I would like to see beds in each of the three towns, that is, Cobh, Midleton and Youghal. Everybody is talking about health provision. It is drifting away from the individual person. If we have a mental health crisis, it involves primary school children and teenagers. We know that the farming community has mental health problems, as do the elderly, who have serious issues with loneliness. We will face further mental health issues now. There is an elderly crisis and certainly a mental health crisis, with financial problems, the climate - everything. It is affecting everybody. Jobs are not secure. We need a brand-new system or person for every single individual. I do not know why we cannot have a discussion with the HSE as a citizens' health forum with all the local counsellors. The person who wrote my presentation is a psychologist and a counsellor. Why can we not sit down now in local areas? It needs to be local; it must not be back to this institution-based health service. We cannot put people on sites like that.

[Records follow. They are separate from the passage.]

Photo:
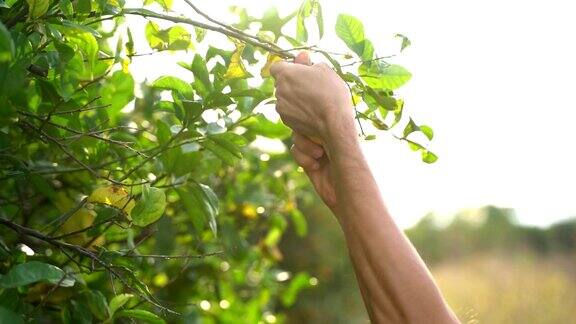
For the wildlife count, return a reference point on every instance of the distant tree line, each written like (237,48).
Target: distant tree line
(488,229)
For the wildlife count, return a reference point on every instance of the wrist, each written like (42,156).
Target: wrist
(339,131)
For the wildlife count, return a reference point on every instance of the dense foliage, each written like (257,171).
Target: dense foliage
(124,201)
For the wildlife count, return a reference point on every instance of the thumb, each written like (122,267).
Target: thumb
(303,58)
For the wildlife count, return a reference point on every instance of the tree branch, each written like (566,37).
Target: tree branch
(249,40)
(81,251)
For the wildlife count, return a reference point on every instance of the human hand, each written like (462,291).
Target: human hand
(312,99)
(313,159)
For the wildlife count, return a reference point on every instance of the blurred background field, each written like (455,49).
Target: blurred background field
(490,268)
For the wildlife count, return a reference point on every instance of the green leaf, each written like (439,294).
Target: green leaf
(319,19)
(351,31)
(140,314)
(200,33)
(81,314)
(118,90)
(427,131)
(263,126)
(303,12)
(380,75)
(156,39)
(6,45)
(178,38)
(405,41)
(410,128)
(174,84)
(300,224)
(236,68)
(150,207)
(37,8)
(117,302)
(34,271)
(81,40)
(381,99)
(224,147)
(7,316)
(166,4)
(429,157)
(97,304)
(202,83)
(202,204)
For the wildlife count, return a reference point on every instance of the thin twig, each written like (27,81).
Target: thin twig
(81,251)
(150,14)
(168,257)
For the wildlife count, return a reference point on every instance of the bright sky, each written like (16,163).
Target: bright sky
(493,78)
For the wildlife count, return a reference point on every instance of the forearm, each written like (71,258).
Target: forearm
(395,283)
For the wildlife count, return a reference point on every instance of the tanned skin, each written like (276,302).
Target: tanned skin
(395,283)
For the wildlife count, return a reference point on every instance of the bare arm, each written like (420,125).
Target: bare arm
(395,283)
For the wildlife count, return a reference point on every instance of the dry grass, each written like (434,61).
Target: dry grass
(510,289)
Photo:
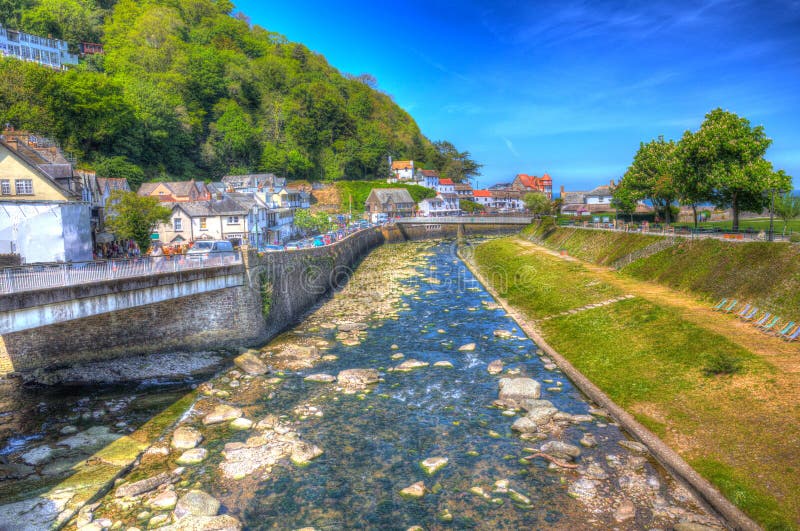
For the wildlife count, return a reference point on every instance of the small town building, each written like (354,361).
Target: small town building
(215,219)
(441,205)
(53,53)
(394,202)
(176,192)
(430,178)
(530,183)
(46,231)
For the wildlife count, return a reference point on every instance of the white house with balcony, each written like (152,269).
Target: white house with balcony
(42,50)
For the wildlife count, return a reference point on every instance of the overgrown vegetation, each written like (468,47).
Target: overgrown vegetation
(737,431)
(189,88)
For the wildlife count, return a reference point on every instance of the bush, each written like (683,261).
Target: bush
(722,363)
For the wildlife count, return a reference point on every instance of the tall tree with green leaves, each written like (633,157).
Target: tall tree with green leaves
(652,176)
(729,155)
(133,217)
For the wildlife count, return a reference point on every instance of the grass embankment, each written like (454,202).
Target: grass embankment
(600,247)
(359,190)
(738,430)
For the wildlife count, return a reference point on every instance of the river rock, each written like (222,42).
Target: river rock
(250,363)
(38,455)
(352,327)
(241,424)
(633,446)
(196,503)
(144,485)
(518,389)
(320,378)
(222,413)
(94,437)
(353,380)
(410,365)
(303,453)
(561,449)
(164,500)
(625,511)
(417,490)
(495,367)
(193,456)
(223,522)
(186,438)
(432,465)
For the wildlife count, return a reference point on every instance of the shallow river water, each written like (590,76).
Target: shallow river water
(374,440)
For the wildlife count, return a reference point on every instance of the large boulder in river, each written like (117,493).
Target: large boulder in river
(222,413)
(250,363)
(196,503)
(357,379)
(186,438)
(519,389)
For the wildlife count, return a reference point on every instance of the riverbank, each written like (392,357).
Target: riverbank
(408,399)
(655,353)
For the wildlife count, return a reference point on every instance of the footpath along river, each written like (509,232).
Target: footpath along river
(390,407)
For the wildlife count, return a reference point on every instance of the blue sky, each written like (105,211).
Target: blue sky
(564,87)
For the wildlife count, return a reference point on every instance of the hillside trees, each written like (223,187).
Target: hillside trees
(185,90)
(723,162)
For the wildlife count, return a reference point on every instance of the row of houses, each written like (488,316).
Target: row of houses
(257,209)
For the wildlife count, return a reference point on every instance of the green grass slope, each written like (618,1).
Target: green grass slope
(765,274)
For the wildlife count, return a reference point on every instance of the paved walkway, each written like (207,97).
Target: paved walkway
(785,356)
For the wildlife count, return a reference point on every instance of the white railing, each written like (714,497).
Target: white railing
(46,276)
(502,220)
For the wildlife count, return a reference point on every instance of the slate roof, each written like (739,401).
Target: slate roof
(396,195)
(215,207)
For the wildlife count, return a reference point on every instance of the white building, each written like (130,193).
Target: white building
(441,205)
(26,47)
(46,231)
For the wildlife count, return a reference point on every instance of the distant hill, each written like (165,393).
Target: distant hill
(190,89)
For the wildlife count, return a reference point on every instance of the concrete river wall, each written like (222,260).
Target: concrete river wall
(224,307)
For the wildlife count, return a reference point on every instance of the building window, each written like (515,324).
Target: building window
(24,186)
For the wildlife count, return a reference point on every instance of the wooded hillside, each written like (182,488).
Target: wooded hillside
(189,88)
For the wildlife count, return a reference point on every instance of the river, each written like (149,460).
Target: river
(414,301)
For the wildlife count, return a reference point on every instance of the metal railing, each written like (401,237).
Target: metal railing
(46,276)
(683,231)
(507,220)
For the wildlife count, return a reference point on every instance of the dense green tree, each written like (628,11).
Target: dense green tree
(133,217)
(652,176)
(729,155)
(120,168)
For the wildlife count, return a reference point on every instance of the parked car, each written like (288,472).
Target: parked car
(212,249)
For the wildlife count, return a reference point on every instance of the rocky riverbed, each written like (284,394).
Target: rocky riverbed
(408,400)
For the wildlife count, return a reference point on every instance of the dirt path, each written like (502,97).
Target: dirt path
(784,356)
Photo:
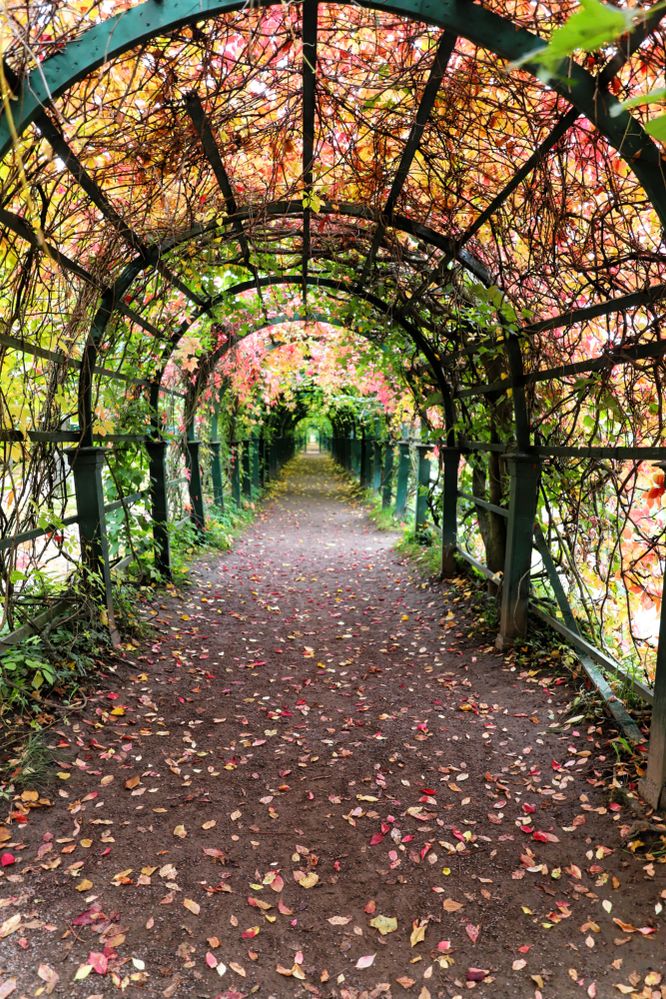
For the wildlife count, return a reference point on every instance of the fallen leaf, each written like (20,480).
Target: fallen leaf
(419,927)
(48,975)
(385,924)
(366,961)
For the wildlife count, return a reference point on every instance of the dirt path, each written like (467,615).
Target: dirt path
(318,777)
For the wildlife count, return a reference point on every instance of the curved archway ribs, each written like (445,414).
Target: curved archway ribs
(427,286)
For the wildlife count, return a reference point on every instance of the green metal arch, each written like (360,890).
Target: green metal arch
(483,27)
(315,280)
(209,360)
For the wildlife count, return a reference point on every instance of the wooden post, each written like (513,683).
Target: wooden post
(524,471)
(450,463)
(159,504)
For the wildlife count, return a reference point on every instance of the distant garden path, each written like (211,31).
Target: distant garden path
(318,777)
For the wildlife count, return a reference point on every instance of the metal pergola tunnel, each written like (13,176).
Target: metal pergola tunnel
(182,176)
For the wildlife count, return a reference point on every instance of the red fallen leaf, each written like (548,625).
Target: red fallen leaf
(476,974)
(89,916)
(542,837)
(646,931)
(472,932)
(98,962)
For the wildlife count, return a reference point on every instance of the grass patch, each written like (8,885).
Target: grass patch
(423,549)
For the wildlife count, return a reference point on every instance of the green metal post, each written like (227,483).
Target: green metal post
(263,461)
(87,464)
(376,465)
(235,474)
(524,471)
(256,469)
(653,785)
(246,466)
(365,469)
(402,485)
(195,486)
(450,463)
(356,456)
(216,475)
(387,482)
(423,480)
(159,504)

Going back to A Vision for Change, if we are to go along with people-based, community-based care with the practitioners, while we have a say, why can we not have an open discussion? Why has the Minister of State, Deputy Butler, not come down? We have been visited by Senator Frances Black and Deputy Neasa Hourigan. Certain people have come down and discussed this, but this committee is the only committee we can approach now. The petitions committee is our only chance. We do not have anywhere else to go. We want to open up a dialogue with any committee, Member of the Oireachtas or member of the HSE to sit down and talk to us about what Midleton needs and what 100,000 people in east Cork need. We are asking them to come and talk to us. We have the people willing to talk and to show what the needs are in our community. Certainly, those people in the Owenacurra Centre were really valuable to us. I cannot get that message across to the committee enough. They were valued members of our community. Our community looked after them. They were in the centre of our community, with their families nearby. We must never forget the people who looked after them, the staff. They are local people who knew the families. That is on a human level. Could we not get back to individual care in the elderly centres and in palliative care, in which I have worked? In every community we need facilities to look after our own, truly.